団体大戦盗賊(シーフ)策士マット・ヴァーンズの一手
「あ・あのマット君皆は大丈夫かな?!!!」
「だ・大丈夫ですって!!ってかアークさんいくら何でもビビり過ぎですよ!!」
「相変わらずの腰抜けだねアーク・ヴィルト!!」
「なっ!!えっいつの間に!!」
すっかり腰が引けてるアークさんを落ち着かせようとしている最中突如ウィンダの声が聞こえ俺はそっちの方を向く。
「ひぃー!!」
ウィンダの登場にアークさんすっかり脅えたような声を出す。
「いやー正直こちらを5チームにしておいて正解だったよ、まさか女3人だけに騎士20人が倒されてしまうとはね。」
「20人?!!って事は・・・。」
俺は素早く辺りを見回す。そこにはウィンダ以外に4人の騎士の姿があった。
(って事はライリィーたちはウィンダ率いる5チーム目にやられたって事か・・・)
「あの女3人ウィンダ様の一撃で一掃だったもんな。」
「そうそう呆気なくやられてたもんな。」
「な・何だって!!」
騎士たちのあざ笑う声を聞いて俺はウィンダの方を見る。
「まあそんなに騒ぐほどの事もないだろう?私が少し力をだせばあんな物さ。」
騎士たちの言葉にウィンダがさらっと言ってのける。
「さーてと残りはお前と腰抜けのアーク2人・・・こちらは私を入れて5人だ。本来なら私の一撃で一瞬にして決着をつけれる事が出来るのだが・・・それじゃあまりにも面白味がない。」
ウィンダはそこまで言うと一旦口を止めアークの方を見た。
「なぁー腰抜けのアークよ昨日の私に啖呵きった時の勢いはどうした?まあこう言う感じになると言う事は予想がついてはいたがな。」
「・・・・・・・・・・・。」
ウィンダの声にアークさんはすっかり戦意を喪失している。
「まあ良い・・・それではこちらは5人でじわりじわりと痛めつけながら止めをさしてやる事にしよう!!お前たち行くぞ!!」
ウィンダの掛け声の元他の4人の騎士たちもゆっくりとこちらに向かって攻め込んでくる。
「・・・・アークさん。」
「・・・・・・・・。」
「俺はアークさんがいざ最後の最後になると肝が据わるタイプだと言う事を信じてる。だからそれまで俺が時間稼ぎをする。だからそれまでに心の準備を決めておいてほしい!!」
「・・・・・・マット君・・・・」
「何をごちゃごちゃ話しているそれじゃお前たち順番に一撃ずつ攻撃をするぞ!!」
「はいウィンダ様それじゃくらえー。」
騎士の1人がそう言うと俺の方に向かって攻撃を仕掛けてこようとした。その時
「スキル落下穴発動!!」
「えっ!!なんだうわぁー!!」
「お・おいどうしたってうぉー!!」
俺が前もって仕組んであった罠スキルにウィンダを除く4人の騎士たちが次から次に掛かったのであった。
「なっ!!罠スキルだと・・・。」
「あー正直この落下穴のスキルは相手を戦闘不能に陥れる事は出来ないが足止めする事は出来る。本当は全員が引っ掛かるはずだったんだけど・・・流石にそううまくはいかないな。」
「・・・!!!!!!マット君これは君が言っていた・・・。」
アークさんが驚きながらもゆっくりと顔を上げて俺の方を見る。
「そうやるべき事はちゃんとしっかりしておいたからさ。アークさん少しは肝が据わりましたか?」
アークさんの顔の表情を見ながら俺はニィっと笑ってみせた。
「・・・マット君・・・・ありがとう!!」
アークさんは俺に礼を言うとゆっくりと立ち上がりそして剣を構えてウィンダの方を見た。
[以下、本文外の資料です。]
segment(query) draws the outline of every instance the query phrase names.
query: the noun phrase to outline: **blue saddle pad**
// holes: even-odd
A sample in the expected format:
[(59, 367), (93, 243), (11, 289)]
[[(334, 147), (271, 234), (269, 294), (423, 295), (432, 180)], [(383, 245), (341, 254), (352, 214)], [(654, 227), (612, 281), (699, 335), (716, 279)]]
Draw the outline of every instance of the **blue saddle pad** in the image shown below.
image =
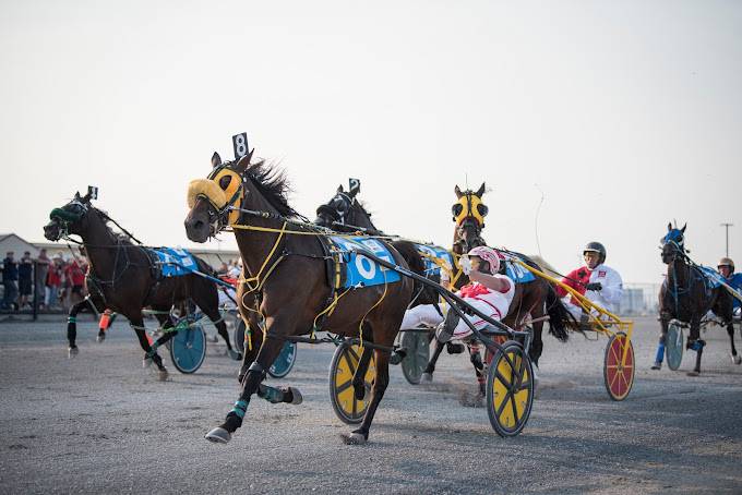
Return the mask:
[[(511, 280), (513, 280), (515, 283), (528, 283), (536, 280), (536, 276), (534, 274), (515, 263), (513, 259), (519, 258), (511, 254), (505, 254), (505, 275), (507, 275)], [(520, 261), (525, 263), (525, 259)]]
[(383, 286), (399, 280), (399, 274), (396, 271), (384, 268), (356, 252), (359, 249), (367, 250), (382, 259), (396, 264), (394, 256), (383, 242), (363, 237), (342, 238), (331, 236), (328, 239), (334, 244), (334, 250), (343, 255), (343, 269), (345, 271), (343, 287)]
[(702, 266), (701, 273), (704, 274), (704, 278), (706, 279), (706, 287), (709, 289), (716, 289), (717, 287), (721, 287), (721, 283), (725, 283), (721, 274), (719, 274), (714, 268), (710, 268), (708, 266)]
[(441, 266), (435, 263), (435, 259), (439, 263), (443, 262), (450, 269), (454, 269), (454, 257), (448, 250), (432, 244), (415, 244), (415, 249), (422, 254), (426, 278), (441, 276)]
[(191, 253), (180, 247), (151, 249), (157, 256), (163, 277), (181, 277), (199, 270), (199, 264)]

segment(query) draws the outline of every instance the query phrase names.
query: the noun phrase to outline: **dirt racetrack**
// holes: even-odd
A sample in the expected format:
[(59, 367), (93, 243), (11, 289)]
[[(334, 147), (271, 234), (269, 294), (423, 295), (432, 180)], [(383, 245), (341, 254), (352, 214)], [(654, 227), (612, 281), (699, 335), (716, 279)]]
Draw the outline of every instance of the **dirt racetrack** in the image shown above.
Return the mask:
[(507, 439), (486, 409), (459, 403), (475, 387), (466, 357), (444, 353), (427, 387), (395, 366), (366, 446), (339, 439), (350, 428), (328, 400), (334, 348), (300, 346), (294, 371), (271, 382), (299, 387), (304, 402), (253, 399), (225, 446), (203, 438), (238, 396), (223, 346), (210, 342), (193, 375), (165, 358), (171, 379), (159, 383), (124, 322), (96, 343), (86, 318), (74, 360), (61, 317), (0, 324), (2, 493), (742, 492), (742, 366), (719, 327), (691, 378), (690, 354), (679, 372), (649, 370), (657, 324), (638, 319), (623, 402), (603, 388), (606, 339), (548, 337), (530, 421)]

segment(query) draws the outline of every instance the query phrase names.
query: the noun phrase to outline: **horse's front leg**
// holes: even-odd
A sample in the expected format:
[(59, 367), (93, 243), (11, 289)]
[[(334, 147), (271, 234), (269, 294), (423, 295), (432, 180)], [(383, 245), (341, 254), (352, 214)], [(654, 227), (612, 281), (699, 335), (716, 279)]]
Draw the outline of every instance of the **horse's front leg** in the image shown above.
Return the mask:
[(653, 370), (662, 369), (662, 360), (665, 359), (665, 342), (667, 341), (668, 337), (668, 317), (660, 315), (659, 325), (659, 343), (657, 345), (657, 354), (655, 354), (655, 364), (651, 365)]
[(157, 342), (154, 342), (152, 346), (149, 346), (149, 341), (147, 340), (147, 334), (146, 334), (146, 328), (144, 327), (144, 318), (142, 317), (142, 314), (140, 313), (139, 315), (132, 316), (129, 318), (129, 326), (134, 330), (136, 334), (136, 338), (140, 341), (140, 346), (142, 347), (142, 350), (144, 351), (144, 360), (143, 360), (143, 365), (146, 367), (149, 365), (149, 360), (152, 360), (153, 363), (157, 365), (157, 377), (159, 378), (160, 382), (165, 382), (168, 377), (168, 372), (165, 365), (163, 364), (163, 358), (157, 354)]
[(687, 373), (689, 376), (701, 374), (701, 357), (704, 353), (704, 346), (706, 346), (706, 341), (701, 339), (701, 317), (693, 316), (691, 318), (691, 336), (687, 339), (686, 348), (696, 351), (696, 364), (693, 371)]
[[(292, 328), (295, 326), (289, 324), (283, 325), (280, 322), (290, 322), (290, 319), (268, 317), (266, 319), (267, 328)], [(255, 361), (253, 361), (244, 375), (244, 379), (242, 381), (242, 393), (235, 402), (235, 407), (227, 413), (224, 423), (205, 435), (206, 439), (210, 442), (226, 444), (231, 439), (231, 434), (242, 426), (242, 420), (248, 411), (250, 399), (254, 394), (258, 394), (259, 397), (274, 403), (301, 402), (301, 394), (292, 387), (278, 389), (262, 384), (263, 379), (265, 379), (266, 371), (271, 367), (284, 347), (285, 339), (282, 338), (283, 335), (274, 334), (274, 336), (270, 334), (266, 335), (265, 341), (258, 351)]]
[(67, 340), (69, 342), (68, 352), (70, 358), (74, 358), (80, 352), (77, 345), (75, 343), (77, 339), (77, 314), (85, 307), (95, 309), (95, 304), (91, 295), (70, 307), (70, 313), (67, 317)]

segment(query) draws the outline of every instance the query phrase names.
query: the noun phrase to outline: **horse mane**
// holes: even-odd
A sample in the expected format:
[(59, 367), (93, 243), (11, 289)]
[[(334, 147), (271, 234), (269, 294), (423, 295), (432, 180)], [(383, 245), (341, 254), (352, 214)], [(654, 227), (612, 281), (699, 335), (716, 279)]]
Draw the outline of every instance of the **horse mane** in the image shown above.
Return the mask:
[(275, 165), (260, 160), (250, 164), (244, 171), (244, 176), (250, 179), (258, 191), (265, 200), (278, 210), (284, 217), (302, 217), (296, 209), (288, 204), (287, 195), (291, 191), (288, 179), (284, 170), (279, 170)]

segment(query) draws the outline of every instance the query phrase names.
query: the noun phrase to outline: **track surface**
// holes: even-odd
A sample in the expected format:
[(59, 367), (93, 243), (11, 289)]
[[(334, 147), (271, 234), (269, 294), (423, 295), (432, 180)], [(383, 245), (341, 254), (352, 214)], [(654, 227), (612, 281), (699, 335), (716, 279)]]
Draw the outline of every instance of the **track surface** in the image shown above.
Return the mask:
[(238, 396), (237, 363), (223, 346), (210, 342), (194, 375), (164, 358), (171, 381), (159, 383), (141, 367), (124, 322), (100, 345), (95, 325), (80, 324), (75, 360), (62, 321), (4, 323), (0, 492), (742, 492), (742, 366), (728, 359), (726, 331), (706, 333), (704, 375), (691, 378), (690, 354), (679, 372), (649, 370), (657, 328), (637, 322), (638, 370), (623, 402), (603, 389), (606, 339), (548, 337), (534, 412), (510, 439), (494, 434), (484, 409), (459, 403), (474, 390), (466, 357), (444, 353), (424, 388), (395, 366), (360, 447), (342, 444), (350, 428), (330, 406), (333, 348), (302, 346), (291, 374), (271, 382), (299, 387), (304, 403), (253, 399), (222, 446), (203, 435)]

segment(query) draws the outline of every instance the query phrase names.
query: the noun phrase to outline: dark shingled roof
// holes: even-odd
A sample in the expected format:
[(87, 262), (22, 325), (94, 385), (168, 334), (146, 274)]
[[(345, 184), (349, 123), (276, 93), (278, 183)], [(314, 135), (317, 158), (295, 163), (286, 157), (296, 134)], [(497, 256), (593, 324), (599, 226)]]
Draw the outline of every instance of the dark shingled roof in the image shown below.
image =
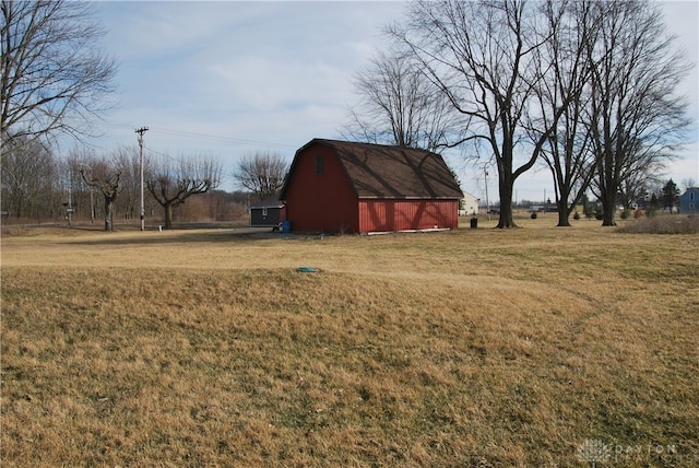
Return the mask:
[(313, 139), (331, 147), (359, 198), (463, 198), (453, 174), (436, 153), (413, 148)]

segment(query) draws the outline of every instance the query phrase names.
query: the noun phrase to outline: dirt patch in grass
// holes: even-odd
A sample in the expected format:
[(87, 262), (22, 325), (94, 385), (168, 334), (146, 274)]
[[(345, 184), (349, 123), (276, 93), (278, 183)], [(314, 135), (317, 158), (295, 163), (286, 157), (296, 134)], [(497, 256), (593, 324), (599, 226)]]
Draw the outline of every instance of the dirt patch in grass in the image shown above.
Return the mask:
[(180, 234), (3, 238), (3, 466), (699, 459), (696, 235)]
「ほぉー腰抜けに肝を据わらせる事をするとは・・・だが時間稼ぎが出来るとは言えこちらが人数的優位なのはかわらな・・・。」
「それはどうかな?防風族の次期王さん?」
「何!!。」
「お・お前ら!!何で!!!!」
そこにはウィンダによって戦闘不能にさせられたと思っていたトゥリーヤたち3人の姿があるのだった。